When talking about retirement, the discussion almost always starts with money. Not going to work every day means you won't be bringing home the same sized paycheck. So the first question is how you will make up the difference.

Can't depend completely on Social Security

Social Security will provide a source of monthly income, but not a very big one. You'll likely need other sources of income, such as a pension – which is pretty rare these days – or a retirement savings account.

According to the Labor Department, fewer than half of Americans know how much they need to save for retirement, but in fairness that number is hard to pin down until you decide how you plan to spend retirement.

If you plan to downsize, moving into a home that you can purchase with no mortgage, in a low cost-of-living area, you'll need less money each month than if you plan to spend half the year traveling.

That said, it is easy to underestimate your needs. The government says you'll probably need 70% of your pre-retirement income to keep up.

Is a part-time job the answer?

That's why a growing number of early Baby Boomer retirees are still working in some form or another. After a successful career, they have a lot of knowledge and expertise. Often, their former employers are eager to tap into that on a part-time basis.

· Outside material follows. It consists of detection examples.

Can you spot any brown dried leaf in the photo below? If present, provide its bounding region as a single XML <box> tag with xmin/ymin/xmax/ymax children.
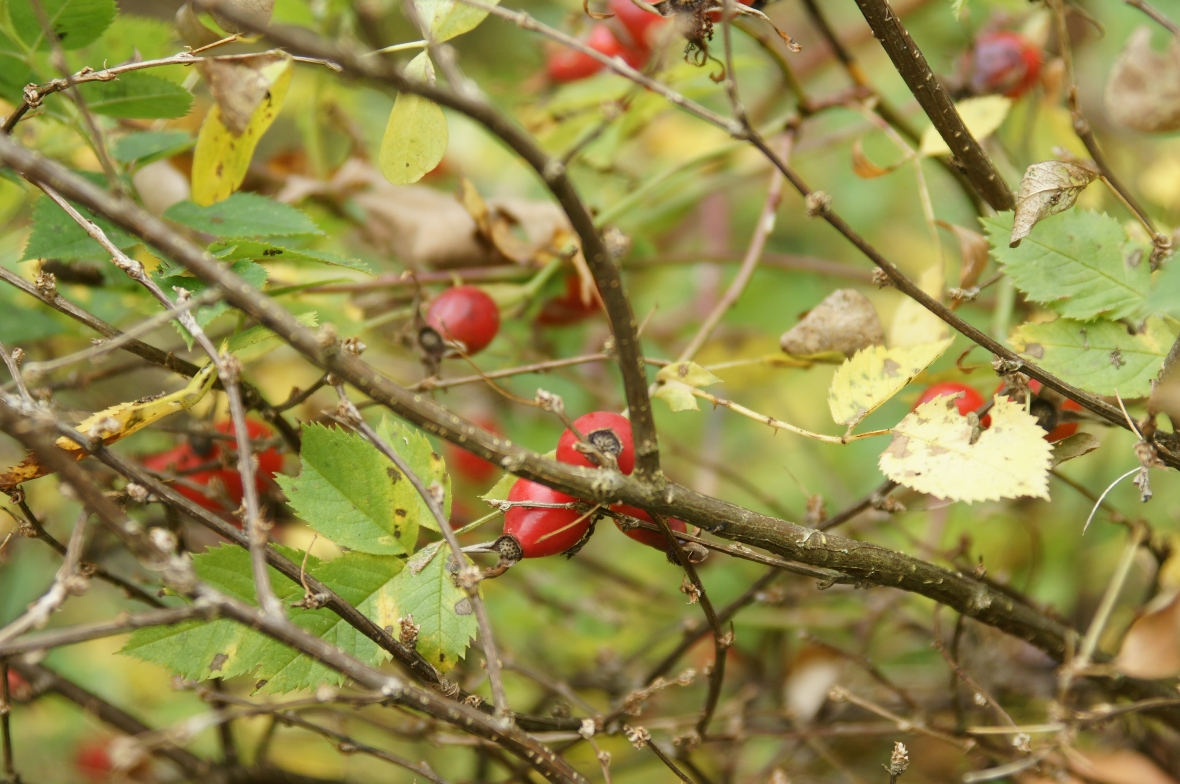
<box><xmin>1106</xmin><ymin>26</ymin><xmax>1180</xmax><ymax>133</ymax></box>
<box><xmin>852</xmin><ymin>139</ymin><xmax>902</xmax><ymax>179</ymax></box>
<box><xmin>210</xmin><ymin>0</ymin><xmax>275</xmax><ymax>33</ymax></box>
<box><xmin>938</xmin><ymin>221</ymin><xmax>990</xmax><ymax>288</ymax></box>
<box><xmin>1008</xmin><ymin>161</ymin><xmax>1099</xmax><ymax>248</ymax></box>
<box><xmin>197</xmin><ymin>51</ymin><xmax>289</xmax><ymax>137</ymax></box>
<box><xmin>779</xmin><ymin>288</ymin><xmax>885</xmax><ymax>357</ymax></box>
<box><xmin>1114</xmin><ymin>590</ymin><xmax>1180</xmax><ymax>679</ymax></box>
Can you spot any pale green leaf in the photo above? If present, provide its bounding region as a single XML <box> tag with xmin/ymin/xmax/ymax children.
<box><xmin>376</xmin><ymin>417</ymin><xmax>451</xmax><ymax>533</ymax></box>
<box><xmin>1012</xmin><ymin>318</ymin><xmax>1175</xmax><ymax>398</ymax></box>
<box><xmin>378</xmin><ymin>52</ymin><xmax>447</xmax><ymax>185</ymax></box>
<box><xmin>8</xmin><ymin>0</ymin><xmax>118</xmax><ymax>50</ymax></box>
<box><xmin>981</xmin><ymin>210</ymin><xmax>1152</xmax><ymax>321</ymax></box>
<box><xmin>376</xmin><ymin>542</ymin><xmax>477</xmax><ymax>672</ymax></box>
<box><xmin>275</xmin><ymin>425</ymin><xmax>420</xmax><ymax>555</ymax></box>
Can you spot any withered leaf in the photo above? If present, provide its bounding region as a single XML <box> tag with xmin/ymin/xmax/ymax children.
<box><xmin>1009</xmin><ymin>161</ymin><xmax>1099</xmax><ymax>248</ymax></box>
<box><xmin>779</xmin><ymin>288</ymin><xmax>885</xmax><ymax>357</ymax></box>
<box><xmin>1106</xmin><ymin>26</ymin><xmax>1180</xmax><ymax>133</ymax></box>
<box><xmin>197</xmin><ymin>51</ymin><xmax>289</xmax><ymax>137</ymax></box>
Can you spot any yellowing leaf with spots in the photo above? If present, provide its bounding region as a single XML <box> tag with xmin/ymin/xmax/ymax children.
<box><xmin>379</xmin><ymin>52</ymin><xmax>447</xmax><ymax>185</ymax></box>
<box><xmin>878</xmin><ymin>397</ymin><xmax>1053</xmax><ymax>503</ymax></box>
<box><xmin>192</xmin><ymin>52</ymin><xmax>293</xmax><ymax>205</ymax></box>
<box><xmin>827</xmin><ymin>338</ymin><xmax>951</xmax><ymax>427</ymax></box>
<box><xmin>0</xmin><ymin>364</ymin><xmax>217</xmax><ymax>492</ymax></box>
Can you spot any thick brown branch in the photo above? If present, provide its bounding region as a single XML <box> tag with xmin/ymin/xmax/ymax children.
<box><xmin>857</xmin><ymin>0</ymin><xmax>1016</xmax><ymax>210</ymax></box>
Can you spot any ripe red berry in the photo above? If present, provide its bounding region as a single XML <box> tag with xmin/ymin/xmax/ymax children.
<box><xmin>608</xmin><ymin>0</ymin><xmax>668</xmax><ymax>48</ymax></box>
<box><xmin>610</xmin><ymin>504</ymin><xmax>688</xmax><ymax>553</ymax></box>
<box><xmin>557</xmin><ymin>411</ymin><xmax>635</xmax><ymax>473</ymax></box>
<box><xmin>504</xmin><ymin>479</ymin><xmax>592</xmax><ymax>558</ymax></box>
<box><xmin>971</xmin><ymin>32</ymin><xmax>1041</xmax><ymax>98</ymax></box>
<box><xmin>446</xmin><ymin>419</ymin><xmax>503</xmax><ymax>484</ymax></box>
<box><xmin>546</xmin><ymin>25</ymin><xmax>650</xmax><ymax>83</ymax></box>
<box><xmin>911</xmin><ymin>381</ymin><xmax>991</xmax><ymax>427</ymax></box>
<box><xmin>537</xmin><ymin>273</ymin><xmax>604</xmax><ymax>327</ymax></box>
<box><xmin>143</xmin><ymin>419</ymin><xmax>283</xmax><ymax>511</ymax></box>
<box><xmin>426</xmin><ymin>286</ymin><xmax>500</xmax><ymax>355</ymax></box>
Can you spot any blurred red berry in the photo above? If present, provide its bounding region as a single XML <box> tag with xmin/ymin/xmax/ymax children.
<box><xmin>504</xmin><ymin>479</ymin><xmax>591</xmax><ymax>558</ymax></box>
<box><xmin>971</xmin><ymin>32</ymin><xmax>1041</xmax><ymax>98</ymax></box>
<box><xmin>537</xmin><ymin>273</ymin><xmax>604</xmax><ymax>327</ymax></box>
<box><xmin>610</xmin><ymin>504</ymin><xmax>688</xmax><ymax>553</ymax></box>
<box><xmin>426</xmin><ymin>286</ymin><xmax>500</xmax><ymax>355</ymax></box>
<box><xmin>143</xmin><ymin>419</ymin><xmax>283</xmax><ymax>511</ymax></box>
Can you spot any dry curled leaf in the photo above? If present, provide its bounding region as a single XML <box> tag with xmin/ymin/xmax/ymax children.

Of course, after 40 or more years working in a profession or at a job you really didn't like, the prospect of continuing it, even on a part-time basis, might not seem that attractive. But many retirees take the opportunity to try their hand at something new. The website has some advice for finding the right fit.

Growing optimism

The good news is people approaching retirement are a lot more optimistic today than they were just after the Great Recession. A new study by T. Rowe Price shows 47% of Baby Boomers and Gen Xers believe their ideal retirement is “very attainable,” suggesting they have either given it serious thought and have their ducks in a row or have no idea of what's involved.

The subjects in the study were mostly investors, suggesting they have been building wealth. When it comes to visualizing their retirement years, the majority see it as “a time to relax.” Only 38% plan on “reinventing themselves.”